CHIMERAS showed better inter-rater reliability and inter-consensus reliability than GRADE in grading quality of evidence: a randomized controlled trial

Session: 

Oral session: Investigating bias (3)

Date: 

Tuesday 18 September 2018 - 11:20 to 11:40

Location: 

All authors in correct order:

Wu X1, Chung VC2, Wong CHL2, Yip BHK2, Cheung WKW2, Wu JCY2
1 Central South University, China
2 The Chinese University of Hong Kong, China
Presenting author and contact person

Presenting author:

Xin-Yin Wu

Contact person:

Abstract text
Background: To inform decision making and guideline developing, appraising quality of evidence (QoE) is an essential process for performing a systematic review.

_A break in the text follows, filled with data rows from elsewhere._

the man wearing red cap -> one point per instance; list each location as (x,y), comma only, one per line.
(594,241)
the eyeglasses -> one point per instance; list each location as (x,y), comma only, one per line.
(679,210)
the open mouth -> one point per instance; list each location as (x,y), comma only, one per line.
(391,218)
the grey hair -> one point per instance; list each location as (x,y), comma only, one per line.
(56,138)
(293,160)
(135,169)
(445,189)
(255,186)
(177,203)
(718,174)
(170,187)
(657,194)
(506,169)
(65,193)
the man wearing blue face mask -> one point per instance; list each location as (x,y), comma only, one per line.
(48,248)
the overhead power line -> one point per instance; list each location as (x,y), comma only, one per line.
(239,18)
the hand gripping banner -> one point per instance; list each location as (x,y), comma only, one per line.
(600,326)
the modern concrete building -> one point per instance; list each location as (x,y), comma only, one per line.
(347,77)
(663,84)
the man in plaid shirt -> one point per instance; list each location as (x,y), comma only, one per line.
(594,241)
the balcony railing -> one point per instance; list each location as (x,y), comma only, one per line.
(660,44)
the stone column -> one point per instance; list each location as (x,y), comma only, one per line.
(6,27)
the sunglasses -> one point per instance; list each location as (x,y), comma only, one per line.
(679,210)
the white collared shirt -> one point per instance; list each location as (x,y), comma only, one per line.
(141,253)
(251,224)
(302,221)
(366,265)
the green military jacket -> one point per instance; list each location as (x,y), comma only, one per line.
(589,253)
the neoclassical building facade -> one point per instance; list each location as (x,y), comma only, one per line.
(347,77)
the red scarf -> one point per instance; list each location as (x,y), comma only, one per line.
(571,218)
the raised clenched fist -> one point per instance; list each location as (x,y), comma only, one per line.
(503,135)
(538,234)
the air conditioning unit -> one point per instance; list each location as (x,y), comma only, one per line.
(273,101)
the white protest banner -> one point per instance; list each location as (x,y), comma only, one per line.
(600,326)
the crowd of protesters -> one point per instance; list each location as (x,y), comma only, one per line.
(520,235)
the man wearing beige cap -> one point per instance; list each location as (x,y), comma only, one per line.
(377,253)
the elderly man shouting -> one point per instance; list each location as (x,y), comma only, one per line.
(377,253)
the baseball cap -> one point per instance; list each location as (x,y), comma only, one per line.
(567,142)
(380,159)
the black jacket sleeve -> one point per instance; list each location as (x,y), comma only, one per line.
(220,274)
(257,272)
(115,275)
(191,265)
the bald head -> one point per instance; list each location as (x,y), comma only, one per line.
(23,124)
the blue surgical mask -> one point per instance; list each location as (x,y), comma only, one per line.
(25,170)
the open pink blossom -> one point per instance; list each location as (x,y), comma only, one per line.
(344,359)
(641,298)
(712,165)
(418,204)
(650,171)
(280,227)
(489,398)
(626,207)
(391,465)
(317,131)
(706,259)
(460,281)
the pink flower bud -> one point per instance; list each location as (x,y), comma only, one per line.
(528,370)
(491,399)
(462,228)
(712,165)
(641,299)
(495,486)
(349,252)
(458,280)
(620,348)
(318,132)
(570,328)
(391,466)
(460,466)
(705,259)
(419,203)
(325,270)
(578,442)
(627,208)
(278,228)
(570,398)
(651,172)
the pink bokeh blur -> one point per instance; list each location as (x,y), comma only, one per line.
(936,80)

The Grading of Recommendations, Assessment, Development, and Evaluation (GRADE) is one of the tools for assessing QoE, however, concerns about its reliability and comprehensiveness have been raised.

Objective: To address these shortcomings, we developed the Clinical and Health Intervention Meta-analysis Evidence RAting System (CHIMERAS). This randomized controlled trial aims to assess and compare the reliability of CHIMERAS and GRADE.

Methods: A single-center, parallel randomized controlled trial was conducted to assess and compare inter-rater (IR) reliability (including IR reliability among individual raters and inter-consensus reliability across pairs of raters) of CHIMERAS and GRADE. Raters were randomly assigned into two groups. They were trained to use either GRADE or CHIMERAS for assessing QoE. QoE from 100 Cochrane systematic reviews (SRs) was assessed with GRADE in group 1 and CHIMERAS in group 2. IR reliability and inter-consensus reliability were evaluated by calculating the two-way random, single-measures intra-class correlation (ICC).

Results: The 100 SRs covered 17 different categories of conditions, and had included both pharmacological (37.0%) and non-pharmacological interventions (63.0%). CHIMERAS showed moderate agreement (ICC = 0.54, 95% confidence interval (CI) 0.44 to 0.64), while GRADE had fair agreement (ICC = 0.38, 95% CI 0.28 to 0.49) for IR reliability among individual raters. CHIMERAS showed substantial agreement (ICC = 0.78, 95% CI 0.69 to 0.84), while GRADE had moderate agreement (ICC = 0.52, 95% CI 0.36 to 0.65) for inter-consensus reliability across pairs of raters. With GRADE, 77.0% and 11.0% of SRs were judged as having low or very low, and high QoE, respectively. With CHIMERAS, 10.0% and 54.0% of SRs were judged as having low or very low, and high or very high QoE, respectively.

Conclusions: CHIMERAS outperformed GRADE in terms of IR reliability and inter-consensus reliability. CHIMERAS and GRADE also showed substantial disagreement in grading QoE, indicating the possible impact on decision making attributable to varying rating approaches.

Patient or healthcare consumer involvement: No patients or healthcare consumer was involved in this trial.

Relevance to patients and consumers: 

Evidence-based clinical practice partly depends on results from best available evidence for supporting decision making. Identifying the best available evidence is an essential process evidence-based practice. A sensitive quality of evidence appraisal approach, which can help evidence users to distinguish relatively better evidence from a pool of imperfect evidence, will help the adoption of evidence in real-world decision making. The development of the Clinical and Health Intervention Meta-analysis Evidence RAting System will serve this objective so as to facilitate the translation of evidence into better health care for patients.